The other join option is ABP (Activation By Personalisation). KotahiNet will provide the customer with Device Address, Network Session Key, and Application Session Key to configure on the device.

Transmitting Data

Data can be sent as confirmed or unconfirmed transmissions. In the former case, the network acknowledges receipt of each data transmission from the end device and is therefore recommended for better reliability.

End-to-end data encryption is both supported and recommended.

For stationary devices, Adaptive Data Rate (ADR) must be enabled. This is good both for the device (longer battery life) and the network (more capacity).

The network does not permanently store data received from the device or that sent to the device after it is sent. Our server caches a number of last received messages in a circular buffer.
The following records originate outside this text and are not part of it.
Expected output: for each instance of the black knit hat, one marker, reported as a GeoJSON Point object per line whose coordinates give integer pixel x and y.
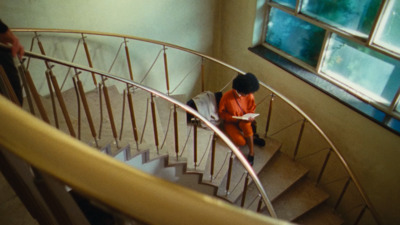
{"type": "Point", "coordinates": [245, 84]}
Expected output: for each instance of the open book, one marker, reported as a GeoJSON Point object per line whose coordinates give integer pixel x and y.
{"type": "Point", "coordinates": [246, 116]}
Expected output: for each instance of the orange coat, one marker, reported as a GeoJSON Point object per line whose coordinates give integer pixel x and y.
{"type": "Point", "coordinates": [232, 104]}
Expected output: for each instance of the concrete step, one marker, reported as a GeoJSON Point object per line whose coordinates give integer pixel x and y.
{"type": "Point", "coordinates": [262, 156]}
{"type": "Point", "coordinates": [320, 215]}
{"type": "Point", "coordinates": [301, 198]}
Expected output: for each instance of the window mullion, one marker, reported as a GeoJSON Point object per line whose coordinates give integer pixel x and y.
{"type": "Point", "coordinates": [298, 6]}
{"type": "Point", "coordinates": [378, 20]}
{"type": "Point", "coordinates": [324, 49]}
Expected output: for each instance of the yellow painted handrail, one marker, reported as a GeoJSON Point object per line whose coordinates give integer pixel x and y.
{"type": "Point", "coordinates": [276, 93]}
{"type": "Point", "coordinates": [134, 193]}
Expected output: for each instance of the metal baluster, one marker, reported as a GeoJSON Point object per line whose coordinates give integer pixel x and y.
{"type": "Point", "coordinates": [86, 108]}
{"type": "Point", "coordinates": [195, 143]}
{"type": "Point", "coordinates": [176, 132]}
{"type": "Point", "coordinates": [128, 59]}
{"type": "Point", "coordinates": [299, 139]}
{"type": "Point", "coordinates": [166, 69]}
{"type": "Point", "coordinates": [228, 181]}
{"type": "Point", "coordinates": [133, 119]}
{"type": "Point", "coordinates": [342, 193]}
{"type": "Point", "coordinates": [153, 114]}
{"type": "Point", "coordinates": [245, 189]}
{"type": "Point", "coordinates": [214, 142]}
{"type": "Point", "coordinates": [324, 166]}
{"type": "Point", "coordinates": [269, 114]}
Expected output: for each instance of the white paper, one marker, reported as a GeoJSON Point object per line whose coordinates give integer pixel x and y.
{"type": "Point", "coordinates": [246, 116]}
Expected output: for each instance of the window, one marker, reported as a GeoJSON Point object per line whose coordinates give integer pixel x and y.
{"type": "Point", "coordinates": [353, 44]}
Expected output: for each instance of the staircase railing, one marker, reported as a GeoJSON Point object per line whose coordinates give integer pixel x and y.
{"type": "Point", "coordinates": [153, 93]}
{"type": "Point", "coordinates": [144, 198]}
{"type": "Point", "coordinates": [267, 90]}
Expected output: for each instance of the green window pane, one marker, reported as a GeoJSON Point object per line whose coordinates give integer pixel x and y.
{"type": "Point", "coordinates": [351, 15]}
{"type": "Point", "coordinates": [389, 31]}
{"type": "Point", "coordinates": [367, 71]}
{"type": "Point", "coordinates": [294, 36]}
{"type": "Point", "coordinates": [288, 3]}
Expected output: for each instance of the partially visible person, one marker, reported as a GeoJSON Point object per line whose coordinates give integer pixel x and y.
{"type": "Point", "coordinates": [7, 37]}
{"type": "Point", "coordinates": [237, 102]}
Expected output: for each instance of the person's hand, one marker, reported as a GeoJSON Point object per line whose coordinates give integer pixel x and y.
{"type": "Point", "coordinates": [9, 38]}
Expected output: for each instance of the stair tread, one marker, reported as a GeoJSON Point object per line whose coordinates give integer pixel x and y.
{"type": "Point", "coordinates": [262, 156]}
{"type": "Point", "coordinates": [320, 215]}
{"type": "Point", "coordinates": [278, 175]}
{"type": "Point", "coordinates": [303, 197]}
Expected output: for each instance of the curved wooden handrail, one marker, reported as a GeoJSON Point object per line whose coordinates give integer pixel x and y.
{"type": "Point", "coordinates": [276, 93]}
{"type": "Point", "coordinates": [66, 158]}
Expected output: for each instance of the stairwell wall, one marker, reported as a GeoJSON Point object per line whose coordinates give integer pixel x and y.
{"type": "Point", "coordinates": [182, 22]}
{"type": "Point", "coordinates": [371, 150]}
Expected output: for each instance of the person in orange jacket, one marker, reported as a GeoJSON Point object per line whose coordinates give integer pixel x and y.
{"type": "Point", "coordinates": [237, 102]}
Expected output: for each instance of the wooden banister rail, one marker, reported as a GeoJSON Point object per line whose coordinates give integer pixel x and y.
{"type": "Point", "coordinates": [66, 159]}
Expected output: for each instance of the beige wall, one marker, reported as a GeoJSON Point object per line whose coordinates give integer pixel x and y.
{"type": "Point", "coordinates": [371, 151]}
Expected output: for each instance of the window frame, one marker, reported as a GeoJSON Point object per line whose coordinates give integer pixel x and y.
{"type": "Point", "coordinates": [364, 40]}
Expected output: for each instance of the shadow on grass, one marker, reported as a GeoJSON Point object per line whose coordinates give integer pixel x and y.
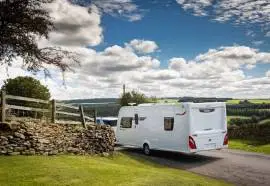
{"type": "Point", "coordinates": [254, 142]}
{"type": "Point", "coordinates": [171, 159]}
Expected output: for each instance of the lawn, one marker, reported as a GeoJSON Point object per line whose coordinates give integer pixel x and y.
{"type": "Point", "coordinates": [240, 117]}
{"type": "Point", "coordinates": [119, 170]}
{"type": "Point", "coordinates": [249, 145]}
{"type": "Point", "coordinates": [258, 101]}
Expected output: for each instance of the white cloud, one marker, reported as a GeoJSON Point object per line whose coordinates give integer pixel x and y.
{"type": "Point", "coordinates": [197, 6]}
{"type": "Point", "coordinates": [218, 72]}
{"type": "Point", "coordinates": [267, 73]}
{"type": "Point", "coordinates": [74, 25]}
{"type": "Point", "coordinates": [236, 11]}
{"type": "Point", "coordinates": [250, 33]}
{"type": "Point", "coordinates": [143, 46]}
{"type": "Point", "coordinates": [257, 43]}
If you suspect some uplink messages have been missed, you can query the cache and retrieve the messages at a later point.

The data payload is in hexadecimal. For reliability, it should not exceed 100 bytes (which is several times the median size so should be more than enough). However, if required, larger data payloads can be divided across multiple data transmissions.


Data Rate Transmit
Data Speed (kbps)
Maximum Uplink
Payload Size (bytes)
5 (SF_7 125kHz) 5.47 242
4 (SF_8 125kHz) 3.125 242
3 (SF_9 125kHz) 1.76 115
2 (SF_10 125kHz) 0.98 51
1 (SF_11 125kHz) 0.44 51
0 (SF_12 125kHz) 0.25 51


Data Destination

The customer needs to choose the destination and protocol for their device data delivery. Data is delivered as a JSON object (uplink object structure).

To make testing easy and quick, KotahiNet provides a free web page as the default data destination. It is automatically and dynamically updated with the customer’s data payload and also includes diagnostic information like RSSI, SNR, spreading factor, frequency, etc

To send data to the customer’s chosen destination instead of the test web page, there are two options

  • Any secure communication protocol. WebSocket (details) is preferred for efficiency. Other choices are TLS Socket, MQTT, HTTPS Push (details), and CoAP Push.
  • Pre-integration is available for popular cloud services- Amazon AWS IoT (details), Azure IoT Hub (details), IBM Bluemix IoT Foundation (details), PubNub,, myDevices Cayenne, Google IoT Core (details), and AllThingsTalk (details).

Sending Data/Commands To Device

As the network is bi-directional, data or commands can also be sent the other way, to the device via KotahiNet (“downlink”). Data is delivered depending on the device class- after the next transmission from the device (Class A) or immediately (Class C).

When using KotahiNet’s free default web page, data can be sent to your device from that web page itself by filling in the Device EUI, port, and data.

If transmitted device data is being sent to your preferred destination, such as say Azure IoT Hub or any of the other pre-integrated services above, the bi-directional integration provides for sending downlink data. In addition, data/commands can be sent using https push (details).

When using any secure communications protocol to get your transmitted device data, a JSON downlink request needs to be sent to our server to send data to the device. These requests are both acknowledged and data delivery confirmed.